Aníbal tuvo la impresión de que algo iba mal desde que aparcó el coche junto al garaje. Nada resaltaba como anormal en el frente de la casa en una primera impresión. El auto de su esposa estaba aparcado en el lado izquierdo de la entrada al garaje; el césped estaba cortado y cuidado; las flores del pequeño jardín se mecían al compás de la brisa, la puerta estaba cerrada; las cortinas de las ventanas también estaban cerradas.
«Eso es ―pensó con recelo―. Rosario siempre corre las cortinas cuando está en casa. Pero es que ella está en casa».
Se acercó a la puerta llevando su portafolio en la mano derecha. Además de las cortinas, otro detalle que le llamó la atención fue el silencio: ni el ruido de la tv, ni el de la radio, ni de la olla hirviendo en la estufa o el cuchillo picando verdura… «¿Estará indispuesta?»
Al entrar a la casa, lo primero que vio fue la zapatilla medio oculta en el sofá de la sala. El corazón le dio un vuelco. Rosario no era así de desordenada. «Esa zapatilla era la que traía puesta esta mañana».
―Rosario, amor ―llamó.
No hubo respuesta. Se agachó y cogió la zapatilla, le dio vuelta en las manos, tratando de dilucidar qué hacía allí. Miró debajo del sofá, buscando el par. Buscó en el resto de la sala. La otra no estaba. Lo que halló fue un mechón de cabello al pie de las escaleras que conducían al segundo piso, lo cogió; no había sido cortado, sino arrancado desde la raíz, con los folículos manchados de sangre.
«¡Rosario!», pensó en un suplició.

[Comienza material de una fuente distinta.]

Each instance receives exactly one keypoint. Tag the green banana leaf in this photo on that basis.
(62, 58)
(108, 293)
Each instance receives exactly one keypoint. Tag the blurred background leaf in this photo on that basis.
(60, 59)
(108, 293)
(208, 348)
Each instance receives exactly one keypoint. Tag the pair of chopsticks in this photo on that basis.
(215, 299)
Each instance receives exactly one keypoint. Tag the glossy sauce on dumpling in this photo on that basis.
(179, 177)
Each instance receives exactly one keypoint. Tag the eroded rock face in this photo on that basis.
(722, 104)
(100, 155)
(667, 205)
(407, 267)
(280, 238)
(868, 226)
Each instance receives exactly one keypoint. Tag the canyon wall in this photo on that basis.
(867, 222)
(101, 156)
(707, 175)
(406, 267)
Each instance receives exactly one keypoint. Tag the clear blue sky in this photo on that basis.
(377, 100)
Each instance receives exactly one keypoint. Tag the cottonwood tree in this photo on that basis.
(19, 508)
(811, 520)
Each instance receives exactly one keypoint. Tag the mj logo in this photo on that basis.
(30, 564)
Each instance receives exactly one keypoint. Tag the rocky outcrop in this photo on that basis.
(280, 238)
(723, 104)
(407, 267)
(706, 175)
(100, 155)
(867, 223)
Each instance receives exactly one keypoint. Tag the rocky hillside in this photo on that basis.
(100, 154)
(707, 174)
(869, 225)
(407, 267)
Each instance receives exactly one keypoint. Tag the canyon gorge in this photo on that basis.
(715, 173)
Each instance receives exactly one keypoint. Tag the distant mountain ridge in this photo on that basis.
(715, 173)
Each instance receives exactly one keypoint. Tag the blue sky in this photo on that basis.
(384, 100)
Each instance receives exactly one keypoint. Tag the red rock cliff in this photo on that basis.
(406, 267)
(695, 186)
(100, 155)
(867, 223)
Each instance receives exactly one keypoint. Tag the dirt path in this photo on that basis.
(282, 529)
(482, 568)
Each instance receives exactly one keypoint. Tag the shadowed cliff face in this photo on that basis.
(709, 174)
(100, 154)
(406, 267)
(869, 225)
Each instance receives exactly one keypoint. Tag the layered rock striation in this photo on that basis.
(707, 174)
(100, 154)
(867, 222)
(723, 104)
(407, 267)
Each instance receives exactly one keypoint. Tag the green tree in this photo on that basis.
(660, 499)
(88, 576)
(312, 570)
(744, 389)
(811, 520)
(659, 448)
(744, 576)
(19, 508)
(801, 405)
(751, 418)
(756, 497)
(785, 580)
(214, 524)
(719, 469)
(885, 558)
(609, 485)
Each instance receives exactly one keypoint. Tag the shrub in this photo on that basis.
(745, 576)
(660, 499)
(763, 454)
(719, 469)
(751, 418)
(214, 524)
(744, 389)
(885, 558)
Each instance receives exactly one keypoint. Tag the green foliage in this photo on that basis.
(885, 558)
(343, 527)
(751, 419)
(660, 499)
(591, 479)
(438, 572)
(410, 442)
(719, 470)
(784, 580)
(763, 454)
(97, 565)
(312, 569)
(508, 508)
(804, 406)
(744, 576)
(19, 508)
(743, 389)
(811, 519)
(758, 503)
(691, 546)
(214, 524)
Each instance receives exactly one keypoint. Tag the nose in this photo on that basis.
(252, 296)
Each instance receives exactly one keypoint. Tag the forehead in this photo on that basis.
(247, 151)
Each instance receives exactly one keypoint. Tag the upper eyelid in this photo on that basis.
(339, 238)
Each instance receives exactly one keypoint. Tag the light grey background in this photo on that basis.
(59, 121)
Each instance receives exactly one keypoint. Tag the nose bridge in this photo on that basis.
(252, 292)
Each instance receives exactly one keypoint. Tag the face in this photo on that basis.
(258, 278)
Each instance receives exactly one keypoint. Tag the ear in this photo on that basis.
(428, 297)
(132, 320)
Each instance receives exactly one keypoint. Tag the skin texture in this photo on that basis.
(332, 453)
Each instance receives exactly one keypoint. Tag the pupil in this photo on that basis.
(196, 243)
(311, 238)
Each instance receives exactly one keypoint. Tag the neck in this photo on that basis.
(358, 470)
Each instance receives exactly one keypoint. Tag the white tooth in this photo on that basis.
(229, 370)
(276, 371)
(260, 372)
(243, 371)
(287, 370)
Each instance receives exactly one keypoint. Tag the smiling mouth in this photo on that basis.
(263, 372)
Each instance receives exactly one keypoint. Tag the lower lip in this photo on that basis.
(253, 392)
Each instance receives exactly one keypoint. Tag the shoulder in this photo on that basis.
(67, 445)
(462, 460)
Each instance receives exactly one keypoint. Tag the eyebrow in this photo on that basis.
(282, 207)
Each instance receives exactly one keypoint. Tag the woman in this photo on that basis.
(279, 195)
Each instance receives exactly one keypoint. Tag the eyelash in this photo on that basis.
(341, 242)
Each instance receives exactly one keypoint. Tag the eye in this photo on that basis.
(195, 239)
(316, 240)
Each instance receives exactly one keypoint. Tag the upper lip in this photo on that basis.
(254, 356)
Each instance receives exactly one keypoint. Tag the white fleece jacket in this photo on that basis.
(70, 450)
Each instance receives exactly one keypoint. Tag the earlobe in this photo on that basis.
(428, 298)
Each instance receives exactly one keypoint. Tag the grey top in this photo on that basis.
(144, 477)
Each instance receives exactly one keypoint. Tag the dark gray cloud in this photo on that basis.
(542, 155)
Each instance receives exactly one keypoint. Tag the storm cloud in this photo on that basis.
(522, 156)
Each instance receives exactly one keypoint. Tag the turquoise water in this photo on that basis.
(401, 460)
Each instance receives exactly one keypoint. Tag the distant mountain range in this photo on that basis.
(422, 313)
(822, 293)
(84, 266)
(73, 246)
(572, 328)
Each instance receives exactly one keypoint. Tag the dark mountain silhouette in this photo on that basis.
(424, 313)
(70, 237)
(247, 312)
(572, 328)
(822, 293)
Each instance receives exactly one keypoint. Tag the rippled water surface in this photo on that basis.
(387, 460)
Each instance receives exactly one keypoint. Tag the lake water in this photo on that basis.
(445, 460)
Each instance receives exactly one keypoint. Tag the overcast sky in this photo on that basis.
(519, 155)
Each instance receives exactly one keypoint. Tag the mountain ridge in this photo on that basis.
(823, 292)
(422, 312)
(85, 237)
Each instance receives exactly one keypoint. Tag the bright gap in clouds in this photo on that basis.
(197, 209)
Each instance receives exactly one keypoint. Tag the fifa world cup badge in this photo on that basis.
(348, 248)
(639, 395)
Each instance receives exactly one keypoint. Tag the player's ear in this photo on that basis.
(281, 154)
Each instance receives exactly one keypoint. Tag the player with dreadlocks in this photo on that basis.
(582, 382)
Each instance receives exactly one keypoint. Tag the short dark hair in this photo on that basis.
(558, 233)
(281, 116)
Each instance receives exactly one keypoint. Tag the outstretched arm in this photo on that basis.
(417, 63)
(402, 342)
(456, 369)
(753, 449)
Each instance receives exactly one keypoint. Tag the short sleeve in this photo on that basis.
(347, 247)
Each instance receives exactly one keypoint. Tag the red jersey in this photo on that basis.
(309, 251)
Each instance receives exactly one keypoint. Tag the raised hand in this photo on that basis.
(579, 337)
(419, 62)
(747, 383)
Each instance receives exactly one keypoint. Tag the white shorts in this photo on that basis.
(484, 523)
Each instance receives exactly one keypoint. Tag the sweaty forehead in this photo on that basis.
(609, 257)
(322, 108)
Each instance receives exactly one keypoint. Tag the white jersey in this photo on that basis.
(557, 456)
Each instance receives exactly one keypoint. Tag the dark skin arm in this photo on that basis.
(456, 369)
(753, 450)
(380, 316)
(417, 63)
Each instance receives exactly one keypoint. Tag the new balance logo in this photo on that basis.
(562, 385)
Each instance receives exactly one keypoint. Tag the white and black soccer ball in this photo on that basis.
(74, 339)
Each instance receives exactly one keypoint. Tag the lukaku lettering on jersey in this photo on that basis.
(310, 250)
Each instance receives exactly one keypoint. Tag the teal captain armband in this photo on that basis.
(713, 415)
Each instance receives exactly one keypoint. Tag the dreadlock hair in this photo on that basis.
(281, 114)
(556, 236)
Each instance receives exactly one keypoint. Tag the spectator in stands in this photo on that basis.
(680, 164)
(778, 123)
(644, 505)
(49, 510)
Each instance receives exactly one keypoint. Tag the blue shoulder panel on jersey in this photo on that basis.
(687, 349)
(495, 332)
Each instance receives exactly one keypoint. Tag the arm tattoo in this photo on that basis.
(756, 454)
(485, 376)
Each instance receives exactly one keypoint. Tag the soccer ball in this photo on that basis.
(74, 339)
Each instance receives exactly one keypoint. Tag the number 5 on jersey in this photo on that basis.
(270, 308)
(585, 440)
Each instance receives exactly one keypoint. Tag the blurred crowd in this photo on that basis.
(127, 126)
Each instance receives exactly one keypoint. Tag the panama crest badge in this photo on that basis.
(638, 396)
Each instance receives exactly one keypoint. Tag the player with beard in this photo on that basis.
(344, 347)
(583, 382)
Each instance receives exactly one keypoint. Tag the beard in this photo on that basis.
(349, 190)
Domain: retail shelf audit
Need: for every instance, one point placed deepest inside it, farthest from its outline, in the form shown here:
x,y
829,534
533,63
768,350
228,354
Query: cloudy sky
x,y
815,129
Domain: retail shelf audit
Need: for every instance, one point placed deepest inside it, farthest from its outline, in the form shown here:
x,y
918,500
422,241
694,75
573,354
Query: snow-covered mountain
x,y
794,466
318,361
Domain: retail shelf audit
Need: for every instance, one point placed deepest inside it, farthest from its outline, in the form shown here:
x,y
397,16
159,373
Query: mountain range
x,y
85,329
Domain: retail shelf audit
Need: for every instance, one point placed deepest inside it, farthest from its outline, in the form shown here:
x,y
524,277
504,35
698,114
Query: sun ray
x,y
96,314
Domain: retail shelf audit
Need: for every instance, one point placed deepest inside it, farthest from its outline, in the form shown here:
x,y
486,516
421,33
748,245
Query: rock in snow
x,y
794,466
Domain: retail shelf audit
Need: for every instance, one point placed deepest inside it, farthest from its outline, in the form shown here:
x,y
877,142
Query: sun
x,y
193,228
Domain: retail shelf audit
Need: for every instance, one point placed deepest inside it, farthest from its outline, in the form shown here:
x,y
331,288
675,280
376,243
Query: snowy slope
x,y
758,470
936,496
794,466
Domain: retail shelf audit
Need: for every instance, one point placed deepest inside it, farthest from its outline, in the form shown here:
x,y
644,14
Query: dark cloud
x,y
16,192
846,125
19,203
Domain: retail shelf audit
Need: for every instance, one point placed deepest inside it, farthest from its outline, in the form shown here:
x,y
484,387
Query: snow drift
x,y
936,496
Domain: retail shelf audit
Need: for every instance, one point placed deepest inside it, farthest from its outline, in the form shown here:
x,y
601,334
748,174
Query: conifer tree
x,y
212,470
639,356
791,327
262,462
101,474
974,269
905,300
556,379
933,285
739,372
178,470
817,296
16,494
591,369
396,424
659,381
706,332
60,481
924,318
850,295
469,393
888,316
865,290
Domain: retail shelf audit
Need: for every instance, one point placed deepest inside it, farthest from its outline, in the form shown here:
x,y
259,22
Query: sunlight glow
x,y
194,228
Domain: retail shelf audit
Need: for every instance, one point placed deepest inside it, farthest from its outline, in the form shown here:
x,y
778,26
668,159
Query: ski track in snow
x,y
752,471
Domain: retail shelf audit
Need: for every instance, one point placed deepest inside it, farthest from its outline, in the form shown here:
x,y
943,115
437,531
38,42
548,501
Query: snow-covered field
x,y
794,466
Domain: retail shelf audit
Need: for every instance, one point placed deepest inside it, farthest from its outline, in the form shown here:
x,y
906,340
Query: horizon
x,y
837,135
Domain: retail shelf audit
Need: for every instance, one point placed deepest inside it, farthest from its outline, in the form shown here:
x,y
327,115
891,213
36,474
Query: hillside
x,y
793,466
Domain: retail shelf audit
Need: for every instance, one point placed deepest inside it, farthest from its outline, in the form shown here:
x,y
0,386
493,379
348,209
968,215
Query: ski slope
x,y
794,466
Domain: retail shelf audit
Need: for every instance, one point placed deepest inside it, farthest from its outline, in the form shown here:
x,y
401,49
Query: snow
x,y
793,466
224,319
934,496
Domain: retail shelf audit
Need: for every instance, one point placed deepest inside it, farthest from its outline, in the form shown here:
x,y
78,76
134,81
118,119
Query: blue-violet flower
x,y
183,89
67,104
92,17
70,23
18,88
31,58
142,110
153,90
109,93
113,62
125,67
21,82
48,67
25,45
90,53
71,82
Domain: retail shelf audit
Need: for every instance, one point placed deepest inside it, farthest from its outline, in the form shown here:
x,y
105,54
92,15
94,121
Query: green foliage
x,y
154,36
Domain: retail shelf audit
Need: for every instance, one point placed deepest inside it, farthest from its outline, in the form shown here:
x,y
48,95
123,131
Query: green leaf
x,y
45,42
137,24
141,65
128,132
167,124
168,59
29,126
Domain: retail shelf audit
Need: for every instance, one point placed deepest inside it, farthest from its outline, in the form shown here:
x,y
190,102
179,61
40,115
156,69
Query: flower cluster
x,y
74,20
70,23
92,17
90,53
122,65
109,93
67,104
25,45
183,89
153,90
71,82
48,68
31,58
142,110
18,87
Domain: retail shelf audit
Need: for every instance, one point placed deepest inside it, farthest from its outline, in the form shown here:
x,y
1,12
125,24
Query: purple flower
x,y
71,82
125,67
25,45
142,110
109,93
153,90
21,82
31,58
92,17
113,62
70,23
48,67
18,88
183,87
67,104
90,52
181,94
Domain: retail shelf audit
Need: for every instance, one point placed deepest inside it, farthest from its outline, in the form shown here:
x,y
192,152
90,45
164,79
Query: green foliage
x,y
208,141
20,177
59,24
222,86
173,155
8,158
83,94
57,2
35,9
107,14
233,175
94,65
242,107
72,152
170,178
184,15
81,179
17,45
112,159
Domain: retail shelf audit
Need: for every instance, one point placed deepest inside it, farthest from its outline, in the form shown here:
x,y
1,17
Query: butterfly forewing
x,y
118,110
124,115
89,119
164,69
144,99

Escaleras arriba encontró algunos cabellos más.
―¡Rosario, amor! ¿Estás bien? ―llamó de nuevo.
Subía las escaleras de dos en dos, temblando a causa de un temor que era tan fuerte como un terremoto, que lo sacudía y aceleraba su respiración. «Señor, que esté bien, por favor ―suplicó―. Que sólo hayan entrado a robar».
Se detuvo un segundo al llegar al rellano, el corazón detenido por un momento. Unos metros delante estaba su mujer, desparramada en el piso, en medio de un charco de sangre. «¡No! ¡Rosario!»
Escuchó un leve silbido. Corrió hacia su mujer, deseando que no estuviera muerta, pero apenas dio dos pasos antes de caer. «¿Qué demonios…?» Escuchó pasos tras él. Dio la vuelta para ver mejor a su atacante; le costó un mundo girarse.
El tipo que sostenía un arma con silenciador era el mismo tipo desgreñado y cadavérico que esa mañana salió en el noticiero, donde comunicaban que era un loco de mucho cuidado, recién escapado del manicomio donde estaba recluido.
«Del millón de casas que hay en esta puta ciudad, tenía que venir precisamente aquí», pensó con ironía. El tubo del arma soltaba un pequeño hilillo de humo. «Ha disparado ―comprendió―. A mí». Entonces se miró el pecho, una mancha roja se extendía por su camisa.
«Entre tanta mala suerte, al menos no duele mucho ―se consoló―. ¡Pero qué frío se siente!»
―No venía por el esposo ―dijo el loco, apuntando al pecho de Aníbal―, sólo por la esposa. Mala suerte la tuya, amigo.
Se escuchó otro leve silbido y Aníbal quedó inerte.
El loco salió de la casa con parsimonia. «Una menos ―pensó―. Rosario, se llamaba Rosario. Aún quedan muchas por delante».
La mujer que se llamaba Rosario le había hecho la vida de cuadritos junto a otra docena de niñas cuando eran pequeños. Otra docena había hecho lo mismo durante la adolescencia. Él las tenía anotadas a todas, y todas iban a morir. Ya había matado algunas la vez que lo encerraron. Pero esta vez no se dejaría atrapar hasta que todas estuvieran muertas. «Y vean mi cara. Antes tienen que ver mi cara».